Amnesty International condemns the assassination of Lebanese MP
21 September 2007, 10:04AM
Amnesty International condemns in the strongest terms the murder yesterday of Lebanese Member of Parliament Antoine Ghanim in a bomb attack which is reported to have killed at least six other people, and calls for those responsible to be brought to justice.
Antoine Ghanim, 64, was a lawyer by profession and a leading member of Lebanon's Maronite Christian community. He had been a MP since 2000 and represented the Phalange party, another of whose leaders, Pierre Gemayel, was assassinated in November 2006. The Phalange party forms part of the ruling March 14 coalition which came to power as a result of parliamentary elections in 2005 held in the wake of the assassination of former Prime Minister Rafiq Hariri in February 2005. Hariri's killing in a massive car bomb explosion in central Beirut which also killed 22 other people ֖ led to widespread protests against the Syrian government and by the end of May 2005, the withdrawal of Syrian troops from Lebanon, where they had been a dominant force. A UN Security Council-sponsored criminal investigation was mounted and subsequently the Lebanese government and the UN agreed to the establishment of a special international tribunal which will sit in The Hague and try those accused in connection with the murder of Rafiq Hariri and a number of other attacks and killings of Lebanese politicians and journalists which have occurred since the Hariri assassination.
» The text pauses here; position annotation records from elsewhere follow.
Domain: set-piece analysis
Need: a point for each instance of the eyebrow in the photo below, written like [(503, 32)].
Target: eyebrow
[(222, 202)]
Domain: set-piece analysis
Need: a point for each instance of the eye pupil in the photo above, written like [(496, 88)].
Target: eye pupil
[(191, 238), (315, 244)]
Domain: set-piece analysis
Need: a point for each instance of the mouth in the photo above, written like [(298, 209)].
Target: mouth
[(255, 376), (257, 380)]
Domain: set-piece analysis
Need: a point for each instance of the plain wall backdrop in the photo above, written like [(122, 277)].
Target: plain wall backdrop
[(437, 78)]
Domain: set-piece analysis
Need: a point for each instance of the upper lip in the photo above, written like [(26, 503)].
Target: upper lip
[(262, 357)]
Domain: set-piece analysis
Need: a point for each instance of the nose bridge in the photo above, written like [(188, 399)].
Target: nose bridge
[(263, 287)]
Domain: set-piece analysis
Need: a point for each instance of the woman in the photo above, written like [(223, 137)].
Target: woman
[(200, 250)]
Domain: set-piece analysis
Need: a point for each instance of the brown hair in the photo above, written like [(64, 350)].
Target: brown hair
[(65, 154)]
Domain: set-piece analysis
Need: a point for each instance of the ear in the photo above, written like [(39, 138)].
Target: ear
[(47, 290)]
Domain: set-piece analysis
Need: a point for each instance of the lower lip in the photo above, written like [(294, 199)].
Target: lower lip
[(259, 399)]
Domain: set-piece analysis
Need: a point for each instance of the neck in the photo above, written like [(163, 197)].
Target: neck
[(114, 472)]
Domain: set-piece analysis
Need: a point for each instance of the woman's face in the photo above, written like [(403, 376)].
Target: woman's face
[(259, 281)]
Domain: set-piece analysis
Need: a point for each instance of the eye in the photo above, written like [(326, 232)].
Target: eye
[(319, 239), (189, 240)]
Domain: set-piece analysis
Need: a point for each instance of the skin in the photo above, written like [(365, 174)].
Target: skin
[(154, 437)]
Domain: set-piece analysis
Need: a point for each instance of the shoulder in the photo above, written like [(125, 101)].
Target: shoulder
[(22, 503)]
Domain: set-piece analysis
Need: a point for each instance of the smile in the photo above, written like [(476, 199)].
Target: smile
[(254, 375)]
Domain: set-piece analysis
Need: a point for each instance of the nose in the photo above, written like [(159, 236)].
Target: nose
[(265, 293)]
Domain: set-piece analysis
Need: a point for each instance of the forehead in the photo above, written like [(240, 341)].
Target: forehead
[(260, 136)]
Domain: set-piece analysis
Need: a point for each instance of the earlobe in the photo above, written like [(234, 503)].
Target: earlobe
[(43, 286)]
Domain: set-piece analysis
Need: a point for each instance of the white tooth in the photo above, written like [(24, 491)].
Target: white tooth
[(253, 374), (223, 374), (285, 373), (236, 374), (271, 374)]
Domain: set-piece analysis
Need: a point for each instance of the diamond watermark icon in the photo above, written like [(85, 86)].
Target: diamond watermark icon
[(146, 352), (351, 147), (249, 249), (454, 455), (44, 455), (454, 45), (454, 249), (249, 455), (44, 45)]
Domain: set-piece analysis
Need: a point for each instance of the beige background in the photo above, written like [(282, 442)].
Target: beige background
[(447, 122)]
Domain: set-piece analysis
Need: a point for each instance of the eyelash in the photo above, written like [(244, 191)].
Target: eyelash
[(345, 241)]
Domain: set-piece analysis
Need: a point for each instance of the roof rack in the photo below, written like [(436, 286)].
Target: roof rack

The killing yesterday of Antoine Ghanim is the latest of such attacks, all of which have targeted politicians and journalists known to be critics or opponents of the Syrian government and of continued Syrian influence in Lebanon. However, the Syrian government has denied responsibility, and is reported yesterday to have condemned Antoine Ghanim's murder as a "criminal act" that could undermine prospects for political reconciliation in Lebanon.
The timing of Antoine Ghanim's assassination certainly appears intended to promote instability and further political division in advance of a crucial parliamentary session which is due to open next week. The main issue before the parliament is the election of a new national president to replace the current incumbent, General Emile Lahoud. By agreement, the new president must come from the Maronite Christian community.